Myc plays an important role in tumor development, including acute myeloid leukemia (AML). However, MYC is also a powerful inducer of apoptosis, which is one of the major failsafe programs to prevent cancer development. To clarify the relative importance of the extrinsic (death receptor-mediated) versus the intrinsic (mitochondrial) pathway of apoptosis in MYC-driven AML, we coexpressed MYC together with anti-apoptotic proteins of relevance for AML; BCL-X L/BCL-2 (inhibiting the intrinsic pathway) or FLIP L (inhibiting the extrinsic pathway), in hematopoietic stems cells (HSCs).

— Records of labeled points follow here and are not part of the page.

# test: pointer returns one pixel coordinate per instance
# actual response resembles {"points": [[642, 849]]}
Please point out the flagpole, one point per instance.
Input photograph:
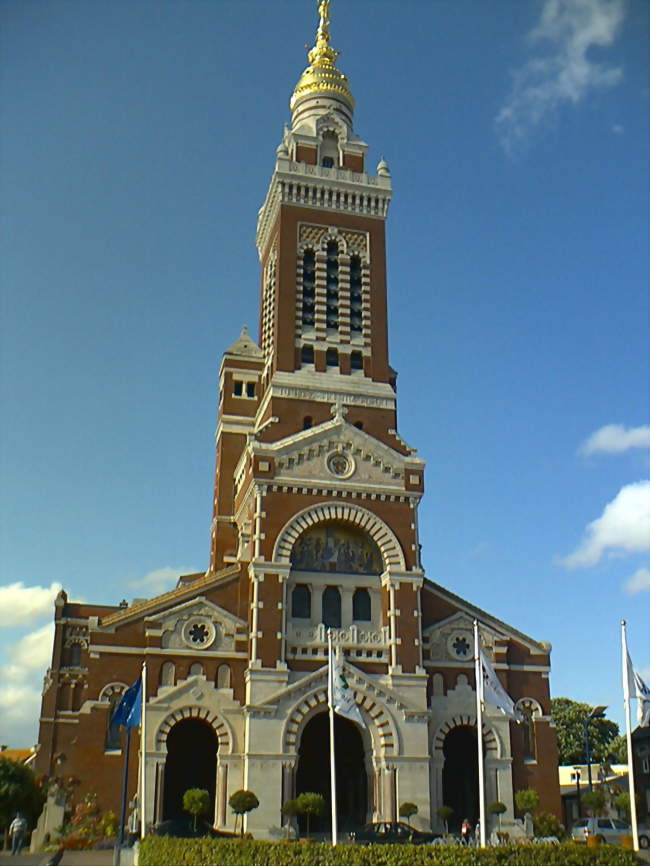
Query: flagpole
{"points": [[479, 730], [125, 782], [143, 754], [330, 701], [628, 726]]}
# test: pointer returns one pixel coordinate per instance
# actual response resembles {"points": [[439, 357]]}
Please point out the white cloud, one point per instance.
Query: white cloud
{"points": [[20, 696], [561, 72], [615, 438], [161, 579], [20, 604], [639, 582], [623, 527]]}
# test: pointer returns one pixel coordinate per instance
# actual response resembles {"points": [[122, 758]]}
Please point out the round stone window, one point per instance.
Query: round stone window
{"points": [[340, 465], [460, 645], [199, 633]]}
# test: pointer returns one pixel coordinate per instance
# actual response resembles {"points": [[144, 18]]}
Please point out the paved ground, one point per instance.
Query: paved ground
{"points": [[105, 858], [70, 858]]}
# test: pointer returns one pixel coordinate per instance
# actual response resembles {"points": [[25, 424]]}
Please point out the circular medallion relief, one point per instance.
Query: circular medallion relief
{"points": [[199, 633], [460, 645], [340, 465]]}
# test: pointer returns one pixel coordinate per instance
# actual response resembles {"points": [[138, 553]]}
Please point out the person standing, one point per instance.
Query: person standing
{"points": [[17, 831]]}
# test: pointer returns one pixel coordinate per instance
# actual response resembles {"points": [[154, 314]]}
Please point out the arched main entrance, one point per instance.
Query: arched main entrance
{"points": [[313, 772], [191, 763], [460, 775]]}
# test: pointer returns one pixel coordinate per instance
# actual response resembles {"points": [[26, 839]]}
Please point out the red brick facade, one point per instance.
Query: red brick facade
{"points": [[307, 454]]}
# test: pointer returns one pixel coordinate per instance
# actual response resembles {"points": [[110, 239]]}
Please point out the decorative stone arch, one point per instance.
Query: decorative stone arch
{"points": [[382, 729], [111, 689], [530, 704], [491, 741], [384, 538], [331, 123], [219, 726]]}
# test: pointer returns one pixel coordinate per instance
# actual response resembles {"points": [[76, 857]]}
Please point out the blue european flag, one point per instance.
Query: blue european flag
{"points": [[128, 711]]}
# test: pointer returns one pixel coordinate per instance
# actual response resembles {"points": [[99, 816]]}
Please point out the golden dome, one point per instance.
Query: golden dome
{"points": [[322, 76]]}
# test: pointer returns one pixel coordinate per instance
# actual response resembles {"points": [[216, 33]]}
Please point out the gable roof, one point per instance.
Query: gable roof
{"points": [[174, 596], [538, 647]]}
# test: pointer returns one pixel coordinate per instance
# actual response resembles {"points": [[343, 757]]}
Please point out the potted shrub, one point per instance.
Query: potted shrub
{"points": [[242, 802]]}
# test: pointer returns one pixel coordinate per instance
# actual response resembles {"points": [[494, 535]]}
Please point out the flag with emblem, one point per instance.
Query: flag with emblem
{"points": [[640, 691], [494, 693], [342, 696]]}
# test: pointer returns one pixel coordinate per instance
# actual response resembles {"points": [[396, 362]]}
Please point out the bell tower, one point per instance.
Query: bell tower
{"points": [[311, 474]]}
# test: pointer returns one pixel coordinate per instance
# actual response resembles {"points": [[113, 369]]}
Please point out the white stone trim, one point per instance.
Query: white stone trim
{"points": [[221, 729], [380, 533]]}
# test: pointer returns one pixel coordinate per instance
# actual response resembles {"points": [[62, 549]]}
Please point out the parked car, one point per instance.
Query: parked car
{"points": [[183, 828], [390, 833], [604, 829]]}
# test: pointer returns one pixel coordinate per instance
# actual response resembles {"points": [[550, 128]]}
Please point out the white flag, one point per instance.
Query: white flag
{"points": [[494, 693], [342, 697], [640, 691]]}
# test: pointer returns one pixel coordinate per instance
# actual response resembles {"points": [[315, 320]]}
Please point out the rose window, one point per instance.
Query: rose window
{"points": [[198, 633]]}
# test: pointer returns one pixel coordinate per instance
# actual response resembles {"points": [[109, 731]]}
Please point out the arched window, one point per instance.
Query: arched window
{"points": [[301, 602], [332, 284], [167, 674], [223, 677], [308, 287], [361, 607], [356, 295], [112, 740], [528, 708], [332, 607]]}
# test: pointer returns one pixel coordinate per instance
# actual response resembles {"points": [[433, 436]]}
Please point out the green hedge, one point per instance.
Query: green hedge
{"points": [[162, 851]]}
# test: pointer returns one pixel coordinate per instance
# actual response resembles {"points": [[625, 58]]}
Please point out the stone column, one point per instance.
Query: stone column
{"points": [[159, 791], [222, 794]]}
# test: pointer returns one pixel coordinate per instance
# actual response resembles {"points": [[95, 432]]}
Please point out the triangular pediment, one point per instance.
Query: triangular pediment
{"points": [[311, 455], [197, 624]]}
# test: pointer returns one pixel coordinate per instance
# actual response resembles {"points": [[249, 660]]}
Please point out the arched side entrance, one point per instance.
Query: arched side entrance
{"points": [[460, 789], [191, 763], [313, 771]]}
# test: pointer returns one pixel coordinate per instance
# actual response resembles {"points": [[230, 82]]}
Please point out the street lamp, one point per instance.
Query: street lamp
{"points": [[596, 713], [577, 775]]}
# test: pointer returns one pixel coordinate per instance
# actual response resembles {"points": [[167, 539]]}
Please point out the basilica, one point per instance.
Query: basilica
{"points": [[314, 527]]}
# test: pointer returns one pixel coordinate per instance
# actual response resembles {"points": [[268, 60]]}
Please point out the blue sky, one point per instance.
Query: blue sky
{"points": [[138, 141]]}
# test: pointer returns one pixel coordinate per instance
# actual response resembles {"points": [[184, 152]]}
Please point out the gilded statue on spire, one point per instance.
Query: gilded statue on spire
{"points": [[322, 75]]}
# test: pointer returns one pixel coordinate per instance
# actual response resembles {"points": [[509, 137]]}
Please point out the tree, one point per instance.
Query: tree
{"points": [[497, 808], [568, 717], [527, 800], [196, 801], [407, 810], [18, 792], [445, 813], [290, 808], [617, 750], [594, 801], [310, 805], [242, 802]]}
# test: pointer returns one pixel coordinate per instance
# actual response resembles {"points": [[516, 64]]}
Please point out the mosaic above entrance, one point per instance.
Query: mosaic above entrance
{"points": [[336, 547]]}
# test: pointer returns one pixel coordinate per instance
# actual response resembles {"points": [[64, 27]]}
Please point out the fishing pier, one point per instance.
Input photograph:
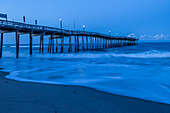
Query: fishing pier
{"points": [[77, 40]]}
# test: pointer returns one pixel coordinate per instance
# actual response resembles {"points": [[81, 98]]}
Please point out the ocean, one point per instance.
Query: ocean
{"points": [[140, 71]]}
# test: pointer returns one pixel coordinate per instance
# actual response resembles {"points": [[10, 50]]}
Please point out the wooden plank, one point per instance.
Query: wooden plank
{"points": [[1, 46]]}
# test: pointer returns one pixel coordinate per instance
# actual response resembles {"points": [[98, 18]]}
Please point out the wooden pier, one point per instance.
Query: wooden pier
{"points": [[89, 40]]}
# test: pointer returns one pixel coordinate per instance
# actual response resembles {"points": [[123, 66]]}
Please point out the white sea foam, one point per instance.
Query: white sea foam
{"points": [[105, 71]]}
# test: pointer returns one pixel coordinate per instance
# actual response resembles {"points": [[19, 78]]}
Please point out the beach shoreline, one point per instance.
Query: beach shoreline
{"points": [[26, 97]]}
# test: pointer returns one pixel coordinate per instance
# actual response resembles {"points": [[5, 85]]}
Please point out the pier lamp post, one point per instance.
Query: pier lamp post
{"points": [[109, 33], [84, 28], [116, 34], [60, 23]]}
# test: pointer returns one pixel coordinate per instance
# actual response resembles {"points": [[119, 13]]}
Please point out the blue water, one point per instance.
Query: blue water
{"points": [[141, 71]]}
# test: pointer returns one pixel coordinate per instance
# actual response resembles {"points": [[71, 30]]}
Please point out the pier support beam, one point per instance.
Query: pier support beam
{"points": [[30, 43], [1, 46], [70, 47], [41, 48], [52, 43], [75, 43], [62, 44], [17, 45], [56, 45], [87, 43], [83, 43]]}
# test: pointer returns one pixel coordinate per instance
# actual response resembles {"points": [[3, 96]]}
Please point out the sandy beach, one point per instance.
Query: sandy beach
{"points": [[22, 97]]}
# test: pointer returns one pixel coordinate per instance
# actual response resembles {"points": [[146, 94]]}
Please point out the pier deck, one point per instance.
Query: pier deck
{"points": [[93, 40]]}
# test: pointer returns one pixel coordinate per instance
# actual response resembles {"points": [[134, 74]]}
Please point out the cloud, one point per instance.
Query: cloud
{"points": [[155, 37], [151, 37], [132, 35]]}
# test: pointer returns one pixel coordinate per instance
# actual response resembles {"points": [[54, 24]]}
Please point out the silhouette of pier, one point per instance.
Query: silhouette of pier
{"points": [[89, 40]]}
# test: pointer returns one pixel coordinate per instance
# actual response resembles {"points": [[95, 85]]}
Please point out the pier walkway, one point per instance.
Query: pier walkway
{"points": [[89, 40]]}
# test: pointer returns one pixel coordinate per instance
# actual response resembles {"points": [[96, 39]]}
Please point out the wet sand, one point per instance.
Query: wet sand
{"points": [[22, 97]]}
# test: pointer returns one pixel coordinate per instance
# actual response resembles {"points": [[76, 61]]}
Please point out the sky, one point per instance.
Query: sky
{"points": [[145, 19]]}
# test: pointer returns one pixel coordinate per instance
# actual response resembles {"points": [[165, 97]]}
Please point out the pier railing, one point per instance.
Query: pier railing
{"points": [[93, 40]]}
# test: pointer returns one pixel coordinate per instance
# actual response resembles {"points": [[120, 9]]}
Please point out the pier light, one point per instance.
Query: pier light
{"points": [[109, 33], [84, 27], [60, 23], [116, 34]]}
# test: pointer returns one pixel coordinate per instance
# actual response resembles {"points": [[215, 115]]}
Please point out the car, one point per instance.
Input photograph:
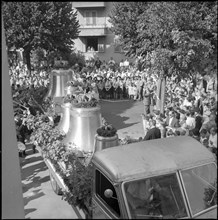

Transplantation of HSCs expressing MYC into syngeneic recipient mice resulted in development of AML and T-cell lymphomas within 7-9 weeks as expected. Importantly, coexpression of MYC together with BCL-X L/BCL-2 resulted in strongly accelerated kinetics and favored tumor development towards aggressive AML. In contrast, coexpression of MYC and FLIP L did neither accelerate tumorigenesis nor change the ratio of AML versus T-cell lymphoma. However, a change in distribution of immature CD4 +CD8 + versus mature CD4 + T-cell lymphoma was observed in MYC/FLIP L mice, possibly as a result of increased survival of the CD4+ population, but this did not significantly affect the outcome of the disease. In conclusion, our findings provide direct evidence that BCL-X L and BCL-2 but not FLIP L acts in synergy with MYC to drive AML development. © 2012 Högstrand et al.